At his dad’s funeral, Blake announced that he would be taking over the farm. Ruth, he said, could move into government-subsidized housing in town. The daughters would get nothing. These provisions caused anxiety and much family disharmony.
Making a plan
Ruth approached Don Forbes and Erik Forbes of Forbes Wealth Management in Carberry, Manitoba to help make the transition of the farm work. At present, Ruth owns farmland worth $1.2 million. Blake owns none of the farm. Ruth needs retirement income either from land rental or investments if the farm is sold and the cash invested.
At present, Ruth has Old Age Security which currently pays $7,360 per year and a small Canada Pension Plan benefit of $350 per month. She needs more money. The intentions Max expressed in his will have to be respected, but as a practical matter, Ruth needs innovation.
The accounting valuation for the farm will produce a seven-figure capital gain. It can be offset by the $1 million Personally Owned Farmland Capital Gains Exemption and the allowable exemption of the farmhouse and an acre around it. Allow $100,000 for the farm home and land and the total tax exemption should be $1.1 million, Don Forbes says.
Ruth wants to stay on the farm for another 10 to 15 years and then move to town. She could tell Blake to wait, but as a mom and as a practical person, she would like to help Blake take over the farm.
There are several ways out of this, Erik Forbes explains. First, Ruth could gift 160 acres of farmland to each of her three children this year. She would use part of her $1 million tax exemption to shield the transfer, which would be at close to market value. That way, the children would be starting with a relatively high cost base if they sell the land or when they, themselves, pass away.
With this plan, Blake would get a quarter section of better-quality land with a notional value of $250,000. His two sisters would each get a quarter with a value of $150,000. Blake could rent another quarter section from his mother. Blake can also purchase farm equipment for $50,000, paying Ruth $5,000 per year for the next 10 years.

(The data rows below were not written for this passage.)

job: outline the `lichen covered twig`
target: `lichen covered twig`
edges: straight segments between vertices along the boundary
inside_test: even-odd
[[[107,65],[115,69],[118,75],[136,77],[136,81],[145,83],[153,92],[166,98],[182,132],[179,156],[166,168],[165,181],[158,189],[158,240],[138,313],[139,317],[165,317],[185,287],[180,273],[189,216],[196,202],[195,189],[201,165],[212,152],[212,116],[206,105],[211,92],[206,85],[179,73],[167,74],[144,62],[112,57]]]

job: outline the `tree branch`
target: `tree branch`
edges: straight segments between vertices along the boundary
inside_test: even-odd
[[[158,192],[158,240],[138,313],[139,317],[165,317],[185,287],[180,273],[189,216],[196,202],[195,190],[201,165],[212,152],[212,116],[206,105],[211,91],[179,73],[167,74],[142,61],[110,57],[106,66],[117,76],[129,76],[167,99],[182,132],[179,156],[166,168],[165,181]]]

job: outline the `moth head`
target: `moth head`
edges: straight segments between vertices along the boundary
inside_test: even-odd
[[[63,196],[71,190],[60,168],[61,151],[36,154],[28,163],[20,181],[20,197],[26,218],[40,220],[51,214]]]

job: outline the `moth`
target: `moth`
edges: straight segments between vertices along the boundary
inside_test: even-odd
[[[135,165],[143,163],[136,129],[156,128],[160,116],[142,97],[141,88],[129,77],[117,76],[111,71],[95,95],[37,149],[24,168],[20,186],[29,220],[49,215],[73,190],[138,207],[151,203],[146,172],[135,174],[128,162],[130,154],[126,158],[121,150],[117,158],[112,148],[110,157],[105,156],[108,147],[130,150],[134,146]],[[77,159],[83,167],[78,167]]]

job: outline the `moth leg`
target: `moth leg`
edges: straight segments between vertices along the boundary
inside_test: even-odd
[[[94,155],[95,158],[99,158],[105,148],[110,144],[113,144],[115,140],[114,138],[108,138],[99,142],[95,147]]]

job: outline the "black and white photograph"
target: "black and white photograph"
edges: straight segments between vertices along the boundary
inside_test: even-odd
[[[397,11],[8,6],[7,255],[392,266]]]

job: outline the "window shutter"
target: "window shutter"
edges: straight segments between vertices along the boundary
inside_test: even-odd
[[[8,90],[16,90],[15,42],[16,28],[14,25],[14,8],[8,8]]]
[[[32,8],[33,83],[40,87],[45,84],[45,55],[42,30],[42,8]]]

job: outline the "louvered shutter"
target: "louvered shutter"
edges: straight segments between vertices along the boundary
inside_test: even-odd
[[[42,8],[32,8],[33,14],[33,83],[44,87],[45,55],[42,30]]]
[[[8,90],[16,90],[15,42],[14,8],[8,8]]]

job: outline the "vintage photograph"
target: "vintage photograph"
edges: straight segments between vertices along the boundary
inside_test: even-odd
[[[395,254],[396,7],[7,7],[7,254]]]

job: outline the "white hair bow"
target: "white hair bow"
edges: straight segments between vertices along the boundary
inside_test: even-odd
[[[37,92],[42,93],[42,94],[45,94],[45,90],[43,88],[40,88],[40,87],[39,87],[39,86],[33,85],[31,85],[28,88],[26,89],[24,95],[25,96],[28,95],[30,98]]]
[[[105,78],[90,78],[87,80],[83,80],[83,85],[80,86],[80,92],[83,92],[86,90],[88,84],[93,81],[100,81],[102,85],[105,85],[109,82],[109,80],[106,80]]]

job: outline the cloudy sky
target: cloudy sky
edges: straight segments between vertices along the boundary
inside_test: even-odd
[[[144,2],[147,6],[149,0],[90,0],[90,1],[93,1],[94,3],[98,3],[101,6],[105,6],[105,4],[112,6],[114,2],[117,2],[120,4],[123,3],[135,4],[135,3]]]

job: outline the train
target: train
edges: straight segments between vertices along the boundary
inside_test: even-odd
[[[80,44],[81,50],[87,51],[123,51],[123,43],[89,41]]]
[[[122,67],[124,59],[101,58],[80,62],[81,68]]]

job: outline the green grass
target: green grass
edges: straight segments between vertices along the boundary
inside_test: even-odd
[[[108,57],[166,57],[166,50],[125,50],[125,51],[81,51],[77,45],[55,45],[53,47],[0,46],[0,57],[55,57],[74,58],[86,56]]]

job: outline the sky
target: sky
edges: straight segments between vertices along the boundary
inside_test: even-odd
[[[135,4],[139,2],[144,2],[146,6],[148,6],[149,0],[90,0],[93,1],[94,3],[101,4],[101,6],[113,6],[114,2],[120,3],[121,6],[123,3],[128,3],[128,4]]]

He would have use of farm buildings as part of that payment.
Ruth’s remaining 960 acres (500 cultivated) would be rented for cash to a neighbour for $18,000 per year. That would be Ruth’s retirement income. Blake would get an option to purchase this land at a favourable price when Ruth retires fully in 10 to 15 years.
Blake may not like this arrangement, but it is good from Ruth’s point of view. Assuming she can make the deal acceptable to her children, she would have the market value of her 480-acre parcel valued at $550,000 against an original purchase price of $60,000. The $490,000 capital gain would be shielded by the $1.1 million deduction.

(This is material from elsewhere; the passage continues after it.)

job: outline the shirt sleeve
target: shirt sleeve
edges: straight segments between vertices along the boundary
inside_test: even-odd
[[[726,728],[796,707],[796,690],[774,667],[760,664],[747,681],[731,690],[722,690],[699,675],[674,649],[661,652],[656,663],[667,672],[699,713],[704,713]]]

There would some tax payable due to the Alternative Minimum Tax. Ruth’s Old Age Security benefits would be fully clawed back in the transfer year.
Any surplus cash should go to Ruth’s Tax-Free Savings Account. She has $69,500 of room in 2020 and will have $6,000 more per year under present rules.
In this scenario, Ruth will have $614 from Old Age Security, $350 from the Canada Pension Plan, and farm rent of $1,500 per month. That’s a total of $2,464 per month. She can add $416/month from Blake’s machinery payment of $5,000 per year. Ruth will pay an estimated $260 monthly income tax and have $2,620 for living expenses in a paid-up house with an acre of land. Her estimated cost of living is $2,400 per month, so the plan would work on paper.
Assuming Ruth makes a one-time TFSA contribution of $69,500, and that sum grows at a rate of three per cent per year after inflation, Ruth could have $3,442 per year for the following 30 years. She could lengthen the life of the TFSA by contributing to it or cutting annual withdrawals. She could use the balance to finance a new car in a few years, or make gifts to her children.
This plan for the disposition of the farm conforms to Max’s will, creates retirement income for Ruth, allows Blake to take over the farm and provides for the interests of his two sisters. One might say that it is making the best of a situation that might have been better, had Max made a newer will. However, it is the sort of disposition Max might have made had he done so in the years preceding his death.
“We are making the best of a challenging and even heartbreaking situation,” Don Forbes concludes. Everyone is taken care of. The farm continues. Ruth has income and a place to live. Blake and sisters can continue as a family unit with a common interest in the farm. No one gets everything, but everyone gets something.”